= Zuri, Africa =

City and bishopric in Roman North Africa

Zuri was a city and bishopric in Roman North Africa, which remains a Latin Catholic titular see.

== History ==
Zuri, possibly identical with present Aïn-Djour, near Carthage in Tunisia, was among the many cities of sufficient important in the Roman province of Africa Proconsularis, to become a suffragan diocese of its Metropolitan capital Carthage's archbishopric. It faded completely, plausibly at the seventh century advent of Islam.

Its only historically recorded bishop, Paulinus, participated as one of the Catholic bishops of Roman Africa in the Council of Carthage in 411, with the schismatic Donatist bishops, which condemned their heresy.

== Titular see ==

The diocese was nominally restored in 1928 as Latin titular bishopric of Zuri (Latin = Curiate Italian) / Zuritan(us) (Latin adjective).

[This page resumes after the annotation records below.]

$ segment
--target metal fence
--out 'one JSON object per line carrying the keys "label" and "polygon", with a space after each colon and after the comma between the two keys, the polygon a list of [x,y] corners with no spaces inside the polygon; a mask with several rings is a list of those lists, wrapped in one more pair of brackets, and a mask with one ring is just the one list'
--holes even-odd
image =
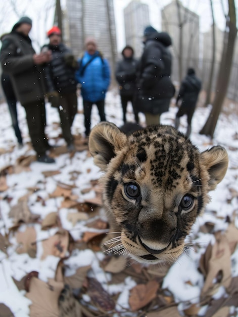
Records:
{"label": "metal fence", "polygon": [[[183,59],[182,61],[183,75],[185,76],[186,74],[186,70],[188,67],[194,68],[198,76],[202,81],[203,89],[206,90],[210,77],[211,64],[211,60],[203,59],[203,60],[199,60],[196,59],[191,59],[188,64],[186,60]],[[213,79],[212,83],[212,90],[213,92],[215,92],[216,90],[219,67],[220,63],[215,62]],[[178,63],[176,57],[174,57],[173,60],[172,79],[174,82],[178,83],[179,82]],[[233,63],[231,67],[226,97],[234,101],[238,102],[238,64],[236,63]]]}

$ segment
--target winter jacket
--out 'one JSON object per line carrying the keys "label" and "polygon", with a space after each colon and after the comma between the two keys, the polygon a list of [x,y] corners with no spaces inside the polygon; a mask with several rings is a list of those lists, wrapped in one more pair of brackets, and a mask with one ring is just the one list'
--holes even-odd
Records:
{"label": "winter jacket", "polygon": [[110,70],[107,60],[97,51],[93,55],[86,52],[78,61],[80,66],[76,72],[76,78],[81,85],[83,99],[91,102],[104,100],[110,83]]}
{"label": "winter jacket", "polygon": [[15,30],[3,41],[0,53],[3,71],[9,73],[17,100],[23,105],[44,98],[43,69],[34,64],[34,54],[29,36]]}
{"label": "winter jacket", "polygon": [[121,96],[132,96],[136,89],[136,67],[137,61],[133,56],[125,57],[122,53],[123,59],[118,62],[115,76],[119,84],[120,94]]}
{"label": "winter jacket", "polygon": [[57,91],[64,94],[76,91],[76,68],[67,62],[68,56],[73,58],[71,51],[63,43],[44,45],[42,50],[45,48],[52,52],[52,59],[45,67],[47,92]]}
{"label": "winter jacket", "polygon": [[182,81],[176,100],[176,104],[182,99],[181,107],[184,109],[195,108],[202,88],[202,82],[195,74],[187,74]]}
{"label": "winter jacket", "polygon": [[175,91],[170,78],[172,56],[168,48],[171,44],[164,32],[147,38],[137,79],[135,107],[138,111],[157,114],[168,111]]}

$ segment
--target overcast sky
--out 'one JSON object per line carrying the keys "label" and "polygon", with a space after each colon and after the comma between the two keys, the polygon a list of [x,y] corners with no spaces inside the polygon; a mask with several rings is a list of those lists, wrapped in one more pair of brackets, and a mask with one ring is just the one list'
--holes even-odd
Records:
{"label": "overcast sky", "polygon": [[[77,0],[75,0],[76,1]],[[118,51],[120,51],[125,43],[125,30],[124,27],[123,9],[128,5],[131,0],[114,0],[114,12],[117,28],[117,39]],[[161,30],[161,10],[171,0],[141,0],[143,3],[149,6],[150,18],[151,24],[159,31]],[[222,0],[224,7],[227,10],[228,0]],[[61,0],[62,8],[65,7],[66,0]],[[98,0],[99,4],[100,0]],[[210,0],[181,0],[183,5],[187,7],[200,16],[200,30],[204,32],[208,30],[211,23],[211,15],[210,7]],[[236,10],[238,7],[238,0],[236,3]],[[51,5],[53,8],[55,0],[13,0],[16,10],[19,14],[28,15],[33,20],[31,38],[38,39],[38,42],[42,45],[47,41],[46,31],[53,25],[54,10],[46,10],[47,12],[46,20],[44,20],[45,12],[42,8]],[[221,0],[213,0],[214,10],[217,24],[220,28],[224,29],[225,19],[221,10]],[[18,4],[19,6],[17,6]],[[238,13],[237,14],[238,20]],[[13,24],[17,22],[18,17],[14,13],[11,2],[0,0],[0,34],[9,32]],[[35,43],[34,47],[36,47]]]}

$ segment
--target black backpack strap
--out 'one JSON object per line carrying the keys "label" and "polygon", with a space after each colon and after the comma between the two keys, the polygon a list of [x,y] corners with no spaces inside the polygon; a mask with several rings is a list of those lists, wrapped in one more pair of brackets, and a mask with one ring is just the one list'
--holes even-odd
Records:
{"label": "black backpack strap", "polygon": [[[85,70],[86,69],[87,66],[90,64],[90,63],[91,63],[91,62],[92,62],[93,60],[93,59],[94,58],[96,58],[97,57],[98,57],[97,55],[94,55],[94,56],[92,56],[92,57],[90,59],[89,59],[89,61],[87,61],[87,62],[86,63],[86,64],[83,66],[83,67],[82,67],[81,70],[79,71],[79,72],[80,72],[80,76],[83,76],[83,74],[84,73]],[[80,68],[81,67],[81,66],[82,65],[83,58],[83,57],[82,57],[82,59],[81,59],[81,61],[80,62],[79,69],[80,69]]]}

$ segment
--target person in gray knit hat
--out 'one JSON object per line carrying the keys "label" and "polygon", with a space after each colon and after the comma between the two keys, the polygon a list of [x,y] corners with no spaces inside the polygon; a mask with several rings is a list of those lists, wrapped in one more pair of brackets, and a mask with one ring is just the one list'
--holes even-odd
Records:
{"label": "person in gray knit hat", "polygon": [[44,133],[46,126],[44,75],[42,65],[51,52],[36,54],[29,33],[32,20],[24,16],[5,36],[0,53],[3,71],[9,74],[17,99],[25,108],[29,133],[39,162],[52,163],[46,151],[51,147]]}
{"label": "person in gray knit hat", "polygon": [[159,124],[161,113],[169,110],[175,90],[171,80],[172,39],[166,32],[147,26],[144,50],[138,68],[134,107],[143,112],[147,125]]}

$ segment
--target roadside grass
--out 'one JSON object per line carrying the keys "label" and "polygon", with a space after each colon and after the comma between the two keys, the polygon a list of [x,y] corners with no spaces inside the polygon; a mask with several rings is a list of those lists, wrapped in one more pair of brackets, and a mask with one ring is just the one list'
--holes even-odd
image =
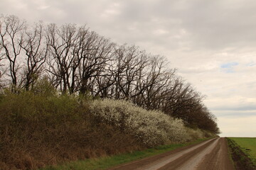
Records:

It has had the following incumbents, of the fitting Episcopal (lowest)rank with an archiepiscopal exception:
- Franz Joseph Fischer (1929.12.19 – death 1958.07.24) as Auxiliary Bishop of Rottenburg (Germany) (1929.12.19 – 1958.07.24)
- Auguste-Callixte-Jean Bonnabel (1961.02.13 – 1967.11.07) as emeritate, previously Bishop of Gap (France) (1932.08.16 – 1961.02.13)
- Titular Archbishop: Jean Jadot (1968.02.23 – 2009.01.21) (Belgian) as papal diplomat : Apostolic Delegate to Thailand (1968.02.23 – 1969.08.28), Apostolic Delegate to Laos, Malaysia and Singapore (1968.02.23 – 1971.05.15), Apostolic Pro-Nuncio to Thailand (1969.08.28 – 1971.05.15), Apostolic Pro-Nuncio to Cameroon (1971.05.15 – 1973.05.23), Apostolic Pro-Nuncio to Gabon (1971.05.15 – 1973.05.23), Apostolic Delegate to Equatorial Guinea (1971.05.15 – 1973.05.23), Apostolic Delegate to United States of America (1973.05.23 – 1980.06.27), Permanent Observer (multilateral ambassador) to Organization of American States (OAS) (1978 – 1980.06.27), Pro-President of Secretariat for Non-Christians (1980.06.27 – retired 1984.04.08), died 2009
- Father Gerhard Maria Wagner (2009.01.31 – death? 2009.03.02) as Auxiliary Bishop of Diocese of Linz (2009.01.31 – 2009.03.02)
- Guerino Di Tora (2009.06.01 – ...) (Italian) as Auxiliary Bishop of the Vicariate of Rome (Roma, Italy) (2009.06.01 – ...).